公式サイト:itpropartners.com

ITプロパートナーズは、柔軟な働き方を実現するための主軸。会社員を続けながら週 2 日稼働で副業し、徐々に独立するシナリオに最適。

この 2 社で十分な理由

両社の性質は補完的だ。

  • レバテック:案件数で網を広く張る、安定した運用
  • ITプロパートナーズ:柔軟性で柔軟に動く、直請で交渉力

この 2 社を運用しながら、必要に応じて 3 社目(HiPro Tech、テクフリ、ココナラテック等)を検討すればいい。最初から 5 社登録すると、担当者対応に消耗するだけだ。


6. 「複数登録は本当に必要なの?」

これも当然湧く疑問だろう。

結論:最低 2 社は推奨。ただし、最初から 5 社は不要

理由を整理する。

2 社推奨の理由

エージェント各社は、エンド企業との独自関係を持っている。同じ案件が複数エージェントで募集されることもあるが、独占案件・非公開案件も多い。
1 社のみだと、見えていない案件を逃す。また、担当者の質にばらつきがあるので、複数の視点から提案を受ける意味も大きい。

5 社以上が不要な理由

エージェント各社は登録後、定期的に連絡を入れてくる。担当者面談の依頼、案件提案、状況確認。
5 社登録すると、これだけで月数時間が消える。あなたは選ぶ側に立つべきで、対応に追われる側ではない。

最低 2 社(レバテック + ITプロパートナーズ)で運用を始めて、両社の運用に明確な不満が出たときだけ、3 社目を追加すればいい。


7. 落とし穴——避けるべき選び方

本記事では、批判すべき選び方も明記しておく。

落とし穴1:単価だけで選ぶ

「平均年収 880 万円」「最高 150 万円」という数字は魅力的だが、これは上位層の話
あなたの実際の単価は、スキル・経験・案件マッチングで決まる。

落とし穴2:とりあえず 5 社登録

「保険として複数」は一見合理的だが、実際には担当者対応で消耗する。
2 社で運用を始めて、必要に応じて追加する方が、結果的に効率が良い。

落とし穴3:エージェント任せにする

エージェントは「案件を成立させる」インセンティブで動く。あなたの長期キャリア最適化と一致するとは限らない。
自分で市場感を掴み、判断軸を持つことが、結局は最大の資産になる。

落とし穴4:登録だけして放置

エージェントは登録者数で実績を語るが、継続提案がない人は徐々にフェードアウトする。
登録後 1 ヶ月以内に担当者と面談し、市場感を聞く。これだけで、提案の質が変わる。


8. 判断のフローチャート


9. 次の一歩——選ぶ側に立つ準備

エージェント登録は、最初の一歩としては最もコストが低い。準備ができたときに、選ぶ側として登録すればいい。
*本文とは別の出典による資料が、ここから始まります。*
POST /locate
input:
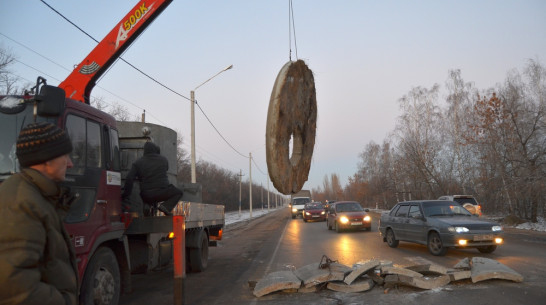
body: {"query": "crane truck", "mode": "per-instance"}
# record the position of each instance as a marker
(110, 243)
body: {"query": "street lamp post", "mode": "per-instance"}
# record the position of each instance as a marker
(192, 97)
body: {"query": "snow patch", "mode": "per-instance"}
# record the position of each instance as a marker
(540, 225)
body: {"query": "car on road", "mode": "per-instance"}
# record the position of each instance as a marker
(298, 203)
(439, 224)
(348, 215)
(313, 211)
(467, 201)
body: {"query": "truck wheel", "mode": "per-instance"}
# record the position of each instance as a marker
(101, 281)
(199, 257)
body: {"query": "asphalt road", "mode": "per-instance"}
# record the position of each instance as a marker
(276, 242)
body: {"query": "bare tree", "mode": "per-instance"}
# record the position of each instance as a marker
(8, 81)
(419, 140)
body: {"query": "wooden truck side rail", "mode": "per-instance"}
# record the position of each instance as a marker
(197, 215)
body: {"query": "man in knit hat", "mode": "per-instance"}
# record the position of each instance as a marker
(37, 259)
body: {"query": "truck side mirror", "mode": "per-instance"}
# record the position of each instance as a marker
(51, 101)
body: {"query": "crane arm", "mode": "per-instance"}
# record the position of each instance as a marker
(80, 82)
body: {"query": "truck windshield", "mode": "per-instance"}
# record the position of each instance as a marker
(13, 116)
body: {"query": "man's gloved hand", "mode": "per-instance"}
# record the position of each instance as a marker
(125, 205)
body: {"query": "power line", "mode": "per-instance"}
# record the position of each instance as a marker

最低限、以下の 2 社を視野に入れておけば、いつでも動ける:

登録自体は 30 秒〜3 分で完了する。その後、担当者と 30 分の面談を 1 回するだけで、あなたの市場価値が見える。


10. 補欠候補——条件次第で検討

主軸 2 社で動いて、特定の不満が出たときの追加候補を整理する。

候補特徴向いている人
HiPro Techエンド直・中間マージンなし・上流案件多数実務 5 年以上の中堅〜ベテラン
テクフリマージン率 10% 案件 35%・3 ヶ月ごと単価交渉マージン率を最重視
ココナラテック業界最短の支払いサイト(先払い対応)資金繰りを早くしたい
クラウドワークステックリモート率 97%・案件継続率 90%地方在住・完全在宅志向
Findy Freelanceリモート率 80%・モダン技術重視最新技術寄りを狙う

これらは、主軸 2 社で取れる案件に明確な不満が出た場合にのみ追加する。最初から手を広げない。


11. 関連リソース

11-1. なぜハイブリッド型を目指すのか

エージェント登録の前に、そもそも「会社員 vs フリーランス」の議論を超えた視点が必要。

→ 関連記事:あなたの生命時間は、今日も削られている(成長停滞指数ハブ)

11-2. フリーランスできるスキルをどう身につけるか

エージェント登録の前提として、そもそも「エージェントから案件を取れるスキルレベル」に達している必要がある。スキル獲得の経路は別記事で詳しく扱う。

経路の整理だけ提示しておく:

  • 会社員として案件で経験を積む(最も王道)
  • 個人テナントで自学習する(Power Apps Developer Plan 等)
  • 副業案件で実績を作る(小さな案件から)
  • コミュニティ参加(Power Platform User Group 等)
  • 認定資格(PL-100、PL-200、PL-400、PL-600、PL-900)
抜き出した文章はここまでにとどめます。